Sorry. I did not mean to start that discussion again at this point. I
just wanted to make sure that *if* we decide to implement that
proposal the catalog support changes don't make implementing it
To start the discussion again the mentioned proposal is inappropriate
because it doesn't reflect the discussion that already took place. The
proposal is deferred because one result of the discussion was that we
need a replacement for the partial imports: An import/export tab for
the tools themselves.
Well, sorry to react to outdated things then :-)
And this is not just about reducing boilerplate, it's also about
moving to a more object orientated approach that makes new features
like the import/export tab on object level easier to implement.
I see, I can understand that, since I make a frequent use of the XML
export tab in CPS. Also, the list of I/O steps is so long that I have
to scroll in the setup tool import tab. What you're saying would indeed
be user-friendlier (at least for me).
Also getting rid of the handler functions which don't do much would be
without any doubt better.
Hi, sorry to be late to this party, I didn't notice this proposal,
but maybe was it simply because I didn't use GS at all at this
time... I'll take the opportunity to mention that the two flexibility
features you mention are quite important to me.
When developing with GS I rerun just one step all the time, be it for
quickness or because I may be fixing a small dent while working on a
bigger thing at the same time. It's also interesting when you want,
say, to update a broken workflow on the fly without changing
site-dependent parameters, like LDAP connections and such.
As for dependencies, it's true that the one mentionned is a bit
artificial, but there are more serious ones outside of the CMF. One
really needs to have portal_types set to initialize an object built
on a FTI, for instance. This is of course much more serious.

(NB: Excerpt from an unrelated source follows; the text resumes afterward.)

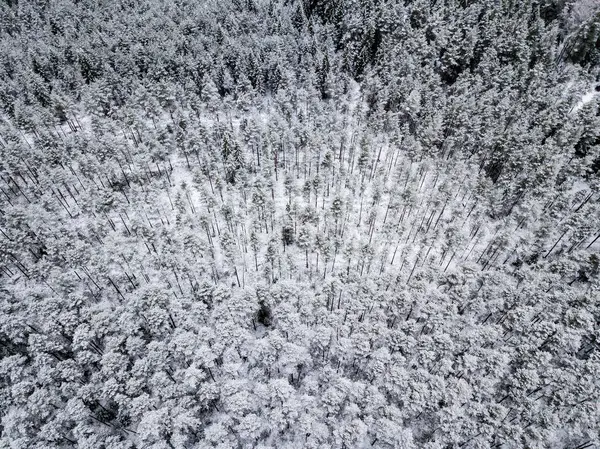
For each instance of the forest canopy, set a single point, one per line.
(300, 224)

I'm not sure I understand your example. After the proposed change
there still will be 3 setup steps:
1.) Setting up all the tools with default (empty) settings.
2.) Importing the settings for all the tools in random order.

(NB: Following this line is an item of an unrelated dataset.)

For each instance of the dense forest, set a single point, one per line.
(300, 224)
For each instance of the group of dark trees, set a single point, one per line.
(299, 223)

3.) Importing dependent import steps like content import.
AFAICS your example will work with that order. But I would be
interested in learning about use cases that will not work with that
No, no this looks fine, at least at first sight. I think all
dependencies within step 3 get automatically solved by the intrinsic
tree nature of the thing. I'll get back to you if something comes to my
mind, and it doesn't fall in the 'bad design anyway' category.

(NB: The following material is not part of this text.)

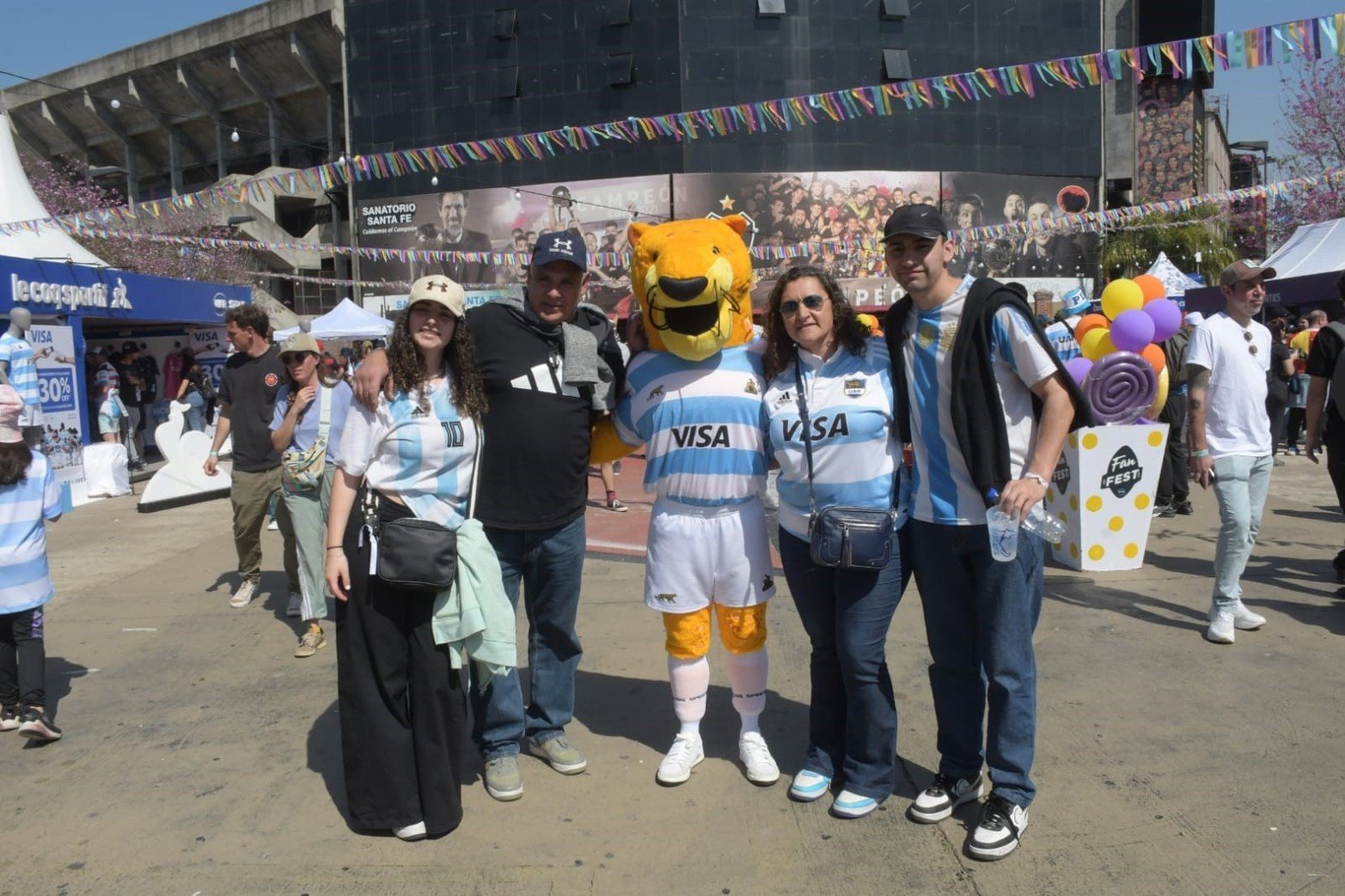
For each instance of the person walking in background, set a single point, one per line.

Finally, having the tools being exported under their true id breaks
snapshots (although I'm not 100% sure if they are a feature of the GS
tool itself), because of the UniqueObject inheritance, but that could
be easily solved.
Yes. Snapshots are a generic GS feature. And of course we need
backwards compatibility code if we change the file names. But the
renaming might not be necessary.
Well, if the snapshots add '.xml' to the objects id, they won't fail.